半導体回路32xは、直列回路41xと、キャパシタCsuと、抵抗素子51とを含む。直列回路41xは、直列接続された、スイッチング素子22Dと、短絡電流を流す半導体素子であるダイオード23Cとを含む。キャパシタCsuは、直列回路41xに並列接続されたエネルギー蓄積要素である。抵抗素子51は、直列回路41xとキャパシタCsuとを有する並列回路45xに直列接続されている。また、ダイオード23Dは、スイッチング素子22Dと逆並列に接続されるダイオードである。半導体回路32xは、図2(b)の半導体回路32と同様に、直流回路14での短絡事故発生時に流れる事故電流を抑制する機能を有する。
スイッチング素子22Aおよび22Bの接続ノードは低電位側の入出力端子26Nと接続され、スイッチング素子22Dとダイオード23Cとの接続ノードは高電位側の入出力端子26Pと接続される。正常な電力変換運転時は、スイッチング素子22Dは常時オンである。この場合、スイッチング素子22Aがオンかつスイッチング素子22BがオフとなったときにキャパシタChbの両端電圧が出力され、スイッチング素子22Aがオフかつスイッチング素子22Bがオンとなったときに零電圧が出力される。

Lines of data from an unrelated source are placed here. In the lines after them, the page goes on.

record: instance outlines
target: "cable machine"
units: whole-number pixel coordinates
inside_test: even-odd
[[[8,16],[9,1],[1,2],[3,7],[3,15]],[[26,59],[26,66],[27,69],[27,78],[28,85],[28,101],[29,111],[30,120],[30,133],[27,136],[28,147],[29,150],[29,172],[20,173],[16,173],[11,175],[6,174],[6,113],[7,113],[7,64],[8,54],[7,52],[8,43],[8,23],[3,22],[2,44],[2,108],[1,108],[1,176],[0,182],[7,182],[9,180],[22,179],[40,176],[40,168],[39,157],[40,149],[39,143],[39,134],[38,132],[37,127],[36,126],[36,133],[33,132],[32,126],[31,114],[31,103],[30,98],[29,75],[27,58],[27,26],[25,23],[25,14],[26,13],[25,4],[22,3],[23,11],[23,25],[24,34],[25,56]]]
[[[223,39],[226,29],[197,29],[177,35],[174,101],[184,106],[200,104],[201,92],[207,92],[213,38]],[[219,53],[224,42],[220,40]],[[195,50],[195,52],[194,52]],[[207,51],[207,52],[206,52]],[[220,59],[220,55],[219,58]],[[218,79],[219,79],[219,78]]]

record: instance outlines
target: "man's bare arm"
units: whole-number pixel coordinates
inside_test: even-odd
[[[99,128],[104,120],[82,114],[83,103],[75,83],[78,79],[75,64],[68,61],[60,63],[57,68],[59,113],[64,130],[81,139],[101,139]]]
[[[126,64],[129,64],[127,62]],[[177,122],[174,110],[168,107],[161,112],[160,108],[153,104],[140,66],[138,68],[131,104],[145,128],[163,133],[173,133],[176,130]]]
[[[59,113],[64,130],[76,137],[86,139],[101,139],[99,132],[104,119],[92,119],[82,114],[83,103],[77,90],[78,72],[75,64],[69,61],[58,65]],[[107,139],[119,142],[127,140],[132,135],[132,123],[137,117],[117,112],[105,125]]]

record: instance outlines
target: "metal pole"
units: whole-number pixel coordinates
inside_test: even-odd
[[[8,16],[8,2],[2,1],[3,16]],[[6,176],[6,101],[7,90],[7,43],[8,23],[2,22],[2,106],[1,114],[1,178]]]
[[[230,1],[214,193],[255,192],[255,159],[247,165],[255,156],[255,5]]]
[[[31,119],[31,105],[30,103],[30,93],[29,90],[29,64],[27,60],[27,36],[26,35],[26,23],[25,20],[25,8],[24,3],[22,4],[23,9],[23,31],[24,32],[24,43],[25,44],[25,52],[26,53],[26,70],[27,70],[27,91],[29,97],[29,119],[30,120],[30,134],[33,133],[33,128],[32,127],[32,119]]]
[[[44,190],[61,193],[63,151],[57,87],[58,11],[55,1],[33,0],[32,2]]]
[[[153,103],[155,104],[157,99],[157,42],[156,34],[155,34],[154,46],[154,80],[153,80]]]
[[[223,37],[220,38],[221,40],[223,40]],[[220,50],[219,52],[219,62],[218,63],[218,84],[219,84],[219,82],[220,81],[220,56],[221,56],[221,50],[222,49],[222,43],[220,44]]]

図13(b)は、サブモジュール7SUx内の短絡電流経路を示している。ここでは、キャパシタChbの電圧Vhbと、キャパシタCsuの電圧Vsuとはほぼ同一となっているものとする。例えば、制御装置3は、検出されたアーム電流Iarmに基づいて、直流回路14に短絡事故が発生したと判定した場合、各スイッチング素子22A,22B,22Dをオフにする。これにより、図13(b)に示すように、短絡電流は、入出力端子26N、ダイオード23B、キャパシタCsu、ダイオード23C、入出力端子26Pの経路で流れる。

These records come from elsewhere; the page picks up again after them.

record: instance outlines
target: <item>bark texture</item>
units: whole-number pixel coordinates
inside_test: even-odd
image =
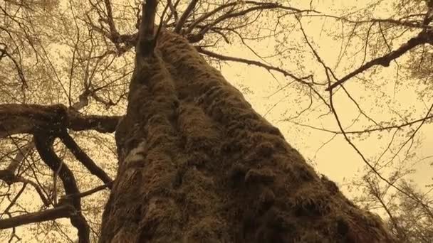
[[[393,242],[187,40],[137,58],[100,242]]]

サブモジュール7SUxの短絡電流抑制機能は、サブモジュール7SUのそれと同様である。具体的には、入出力端子26P,26N間の電圧が電圧Vsu以下であれば、短絡電流を抑制できる。入出力端子26P,26Nは直列に接続されているため、全体で考えると、交流回路12の電圧(例えば、交流系統電圧)の方が短絡電流経路上に存在するキャパシタCsuの電圧Vsuの総和以下であれば短絡電流を抑制できる。
(3)上述の実施の形態として例示した構成は、本発明の構成の一例であり、別の公知の技術と組み合わせることも可能であるし、本発明の要旨を逸脱しない範囲で、一部を省略する等、変更して構成することも可能である。また、上述した実施の形態において、他の実施の形態で説明した処理および構成を適宜採用して実施する場合であってもよい。
今回開示された実施の形態はすべての点で例示であって制限的なものではないと考えられるべきである。本発明の範囲は、上記した説明ではなく、請求の範囲によって示され、請求の範囲と均等の意味および範囲内でのすべての変更が含まれることが意図される。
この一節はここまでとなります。